Portsmouth, NH-based Whaleback Systems, which has been offering its CrystalBlue Voice Service for a little over 18 months, today announced Diamond Shoals, the third iteration of its VoIP technology/service.
(Before we get to the details, Whaleback director of marketing Dave Zwicker explained to VoIPplanet.com that, in honor of its New England maritime heritage, the company names its product releases after the locations of famous lighthouses, hence “Diamond Shoals,” and—the release that preceded it—”Cuttyhunk.)
Diamond Shoals encompasses some major architectural innovations as well as some relatively minor service enhancements, but all, the company maintains, are moving CrystalBlue Voice Service up-scale, into the small enterprise, 50-to-1500-seat market.
CrystalBlue is unique in the VoIP service arena, in that it is both premise-based and centrally managed. That is, each customer receives—but does not own or manage—an on-premise software PBX, which, in turn is managed from the company’s central network operations center. Whaleback provides all needed telephony equipment, and implements and maintains the total system for a fixed, $49.95-per-user-per-month fee (with scaled volume discounts).
Of the major architectural innovations in Diamond Shoals, the first to see the light of day was RAIL or Redundant Array of Inexpensive Links (a play on “RAID,” according to Dave Zwicker). With RAIL, a Whaleback customer can have multiple broadband voice links, using a variety of technologies—DSL, cable, or fiber—from single or multiple service providers, which Whaleback’s new software melds into a single high-availability network.
RAIL automatically optimizes and load-balances traffic across these multiple links, re-routing traffic to alternate links in case of a service disruption on any given connection.
Working hand in hand with RAIL is the OrcaVision Voice Quality Management System, announced today. This new technology provides a centralized view into the functioning of the entire Whaleback system—including the customers’ network—allowing NOC personnel to track and analyze call volume, traffic bottlenecks, usage patterns, and call histories.
OrcaVision also performs periodic health checks on each customer PBX, detecting faults within a matter of minutes and issuing alarms and notifications when quality thresholds are violated. Generally, Zwicker said, Whaleback staff can investigate and resolve such problems before customers experience any service degradation.

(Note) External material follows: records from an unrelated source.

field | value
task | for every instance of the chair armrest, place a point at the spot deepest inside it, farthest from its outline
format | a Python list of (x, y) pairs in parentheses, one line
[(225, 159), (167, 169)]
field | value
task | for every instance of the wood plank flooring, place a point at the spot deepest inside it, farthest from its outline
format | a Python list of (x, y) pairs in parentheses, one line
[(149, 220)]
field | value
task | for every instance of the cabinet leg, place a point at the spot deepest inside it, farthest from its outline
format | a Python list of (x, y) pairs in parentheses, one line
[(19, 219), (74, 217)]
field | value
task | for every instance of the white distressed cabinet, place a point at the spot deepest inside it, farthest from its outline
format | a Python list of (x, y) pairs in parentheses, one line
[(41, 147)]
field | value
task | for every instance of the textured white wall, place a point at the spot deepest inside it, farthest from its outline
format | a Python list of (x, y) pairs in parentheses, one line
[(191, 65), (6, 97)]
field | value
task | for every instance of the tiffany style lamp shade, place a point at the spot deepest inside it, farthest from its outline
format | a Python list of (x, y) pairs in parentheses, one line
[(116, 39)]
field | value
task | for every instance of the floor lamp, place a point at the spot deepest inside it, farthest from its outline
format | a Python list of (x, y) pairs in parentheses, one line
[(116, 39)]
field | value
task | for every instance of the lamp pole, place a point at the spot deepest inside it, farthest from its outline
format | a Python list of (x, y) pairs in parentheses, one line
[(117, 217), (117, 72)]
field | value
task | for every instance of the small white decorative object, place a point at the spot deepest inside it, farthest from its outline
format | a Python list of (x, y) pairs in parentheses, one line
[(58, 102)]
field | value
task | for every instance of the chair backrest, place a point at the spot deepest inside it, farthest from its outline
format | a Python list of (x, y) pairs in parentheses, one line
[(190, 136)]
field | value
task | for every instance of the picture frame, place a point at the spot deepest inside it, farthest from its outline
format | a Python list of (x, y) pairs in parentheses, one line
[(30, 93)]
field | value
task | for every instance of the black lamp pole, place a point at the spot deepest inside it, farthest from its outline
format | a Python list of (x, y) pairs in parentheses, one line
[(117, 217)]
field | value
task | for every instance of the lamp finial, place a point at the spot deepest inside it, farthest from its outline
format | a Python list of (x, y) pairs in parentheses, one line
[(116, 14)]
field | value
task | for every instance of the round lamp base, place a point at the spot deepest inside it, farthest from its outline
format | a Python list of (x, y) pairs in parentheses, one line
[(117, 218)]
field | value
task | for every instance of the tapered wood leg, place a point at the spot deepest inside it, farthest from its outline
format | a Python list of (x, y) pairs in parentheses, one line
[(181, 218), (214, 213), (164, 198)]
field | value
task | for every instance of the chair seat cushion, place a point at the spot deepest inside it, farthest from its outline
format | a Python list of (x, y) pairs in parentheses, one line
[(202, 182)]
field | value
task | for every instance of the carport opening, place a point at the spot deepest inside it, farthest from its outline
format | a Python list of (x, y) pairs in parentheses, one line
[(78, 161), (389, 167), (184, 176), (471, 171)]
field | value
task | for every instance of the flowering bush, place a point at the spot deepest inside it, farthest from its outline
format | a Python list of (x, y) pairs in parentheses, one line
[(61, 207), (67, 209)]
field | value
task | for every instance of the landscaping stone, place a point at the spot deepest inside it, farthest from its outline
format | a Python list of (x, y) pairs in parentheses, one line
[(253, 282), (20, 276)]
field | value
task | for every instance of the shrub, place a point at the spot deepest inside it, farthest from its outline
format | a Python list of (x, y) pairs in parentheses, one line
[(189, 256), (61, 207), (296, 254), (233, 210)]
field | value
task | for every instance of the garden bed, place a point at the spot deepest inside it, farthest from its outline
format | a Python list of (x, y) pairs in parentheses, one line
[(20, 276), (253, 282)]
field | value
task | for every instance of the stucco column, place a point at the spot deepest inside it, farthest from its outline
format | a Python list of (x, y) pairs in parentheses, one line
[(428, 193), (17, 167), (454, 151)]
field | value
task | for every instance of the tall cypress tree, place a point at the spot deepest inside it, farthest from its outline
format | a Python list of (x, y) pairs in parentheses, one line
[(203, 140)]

The combination of RAIL and OrcaVision provides expandable bandwidth, with redundancy and failover, pretty much guaranteeing the high-reliability mid-size companies demand in a phone system.
On the service-details side of today’s announcement, Whaleback now offers several new Polycom handsets. (CrystalBlue uses Polycom handsets exclusively.) Of these, the SoundPoint 550 is the most intriguing—a four-line phone that, among other things, introduces Polycom’s HD Voice technology, which the Whaleback network now supports. (HD, or “high-definition” uses improved acoustical components in the phone, and the G.722 wideband codec in the network, to create the level of voice/sound quality we get with Skype and a good headset.)
Two service bundle additions round out this phase of the Diamond Shoals announcement (there’s more to come later in the year): Courtesy Stations and a Premium Service Bundle.
Courtesy Stations are full-service phones located in public areas, such as lobbies, or company kitchens, which will, presumably, be used only occasionally, by visitors or staff members. The subscription cost of Courtesy Stations is $9.95 per month.
On the high-end of the package scale, the Premium bundle provides—in addition to normal unlimited outbound calling and faxing—a home office extension, and mobile telephony via laptop-based softphone (Whaleback provides CounterPath’s eyeBeam), that can be used from any broadband connection. The Premium bundle commands a $10-per-month premium over the standard $49.95/user subscription fee.